Our digital campaign also delivered well11 vs. our media KPIs, and exceeded all benchmarks.

Reach: 3.135.080 Million UVs

Over 12.7 Million Impressions

Over 5.7 Million Video Views

Completion Rate of 55%

Average View Rate of 45.5%

  • Forced pre-roll at 90%
  • Skippable pre-roll at 25%

Frequency of 4.0 (A25-44, HHI $75K+)12



c) Other Pertinent Results

While the Greek segment growth stabilized in 2014, there were more players than ever. 



d) Return on Investment

To the degree that confidentiality permits, you should do your best to monetize your results, for example by discussing incremental revenue in comparison with investment.

Since the beginning of the campaign, the net revenue of the brand has increased by 10% vs. same period last year. 

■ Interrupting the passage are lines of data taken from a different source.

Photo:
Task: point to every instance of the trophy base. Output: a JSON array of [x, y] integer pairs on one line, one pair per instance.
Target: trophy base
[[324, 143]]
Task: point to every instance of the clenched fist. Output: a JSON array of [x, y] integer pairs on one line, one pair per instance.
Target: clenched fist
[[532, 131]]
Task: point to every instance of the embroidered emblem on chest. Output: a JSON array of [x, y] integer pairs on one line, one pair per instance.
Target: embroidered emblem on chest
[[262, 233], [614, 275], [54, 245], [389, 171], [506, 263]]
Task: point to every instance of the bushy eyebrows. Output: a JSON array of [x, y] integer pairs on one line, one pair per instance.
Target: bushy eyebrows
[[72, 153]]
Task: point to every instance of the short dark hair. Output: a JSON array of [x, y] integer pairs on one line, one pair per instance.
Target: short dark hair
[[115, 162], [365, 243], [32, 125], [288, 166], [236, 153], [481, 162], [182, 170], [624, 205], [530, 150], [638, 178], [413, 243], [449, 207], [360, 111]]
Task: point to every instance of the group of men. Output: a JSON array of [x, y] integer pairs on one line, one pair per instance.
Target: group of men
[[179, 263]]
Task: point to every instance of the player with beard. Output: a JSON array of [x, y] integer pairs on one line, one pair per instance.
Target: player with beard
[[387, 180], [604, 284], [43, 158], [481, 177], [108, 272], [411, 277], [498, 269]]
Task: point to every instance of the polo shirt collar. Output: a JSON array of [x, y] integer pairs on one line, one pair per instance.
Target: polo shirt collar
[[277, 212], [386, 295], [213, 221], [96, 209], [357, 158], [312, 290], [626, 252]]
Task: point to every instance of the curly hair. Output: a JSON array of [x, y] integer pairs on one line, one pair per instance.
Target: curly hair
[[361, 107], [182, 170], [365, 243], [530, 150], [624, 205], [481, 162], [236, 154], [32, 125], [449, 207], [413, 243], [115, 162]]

10. Nielsen, YTD ending April 4, 2015, total Canada.
11. Comscore, April 29, 2015, and DDM + Adwords + TubeMogul.
12. Idem.


Section VI — CAUSE & EFFECT BETWEEN ADVERTISING AND RESULTS
a) General Discussion

The TV spot was pre-tested13 and achieved great results on impactful metrics.

GOOD PERSUASION

  • High enthusiasm on: certain purchase intent and positive brand opinion.
  • Frequency
  • Lift on positive opinion about OIKOS

 

HIGH IMPACT (visibility and brand link)

  • Visibility superior vs. norm
  • Brand link highly superior vs. norm

VERY HIGH LIKEABILITY

Superior (by far!) vs. norm and for all the sub-groups (even more pronounced with core target) => Will increase engagement and equity.

+++ POSITIVE IMPACT ON IMAGE AND DIFFERENTIATION

POST TRACKING14:

Those who saw and linked the campaign have higher awareness levels and a stronger intention to purchase OIKOS (non-users). The campaign also positively reinforced the consumers’ proximity feeling with the brand.



b) Excluding Other Factors
Spending Levels:

Increase in media budget.



Pricing:

No significant change in the distribution or the price point.



Distribution Changes:

No significant change in the distribution or the price point.



Unusual Promotional Activity:

N/A.



Other Potential Causes:

Promotions are heavily used by all brands in the yogurt category. However, the sales results show that most of our market share gains were within baseline, therefore indicating the direct link between advertising and sales increase.  See Base Vol: Growth graphic.


13. IPSOS, NEXT QUALI, August 2014.
14. IPSOS Oikos “Dream Snack” Advertising Post-Test- Research Report, April 2015.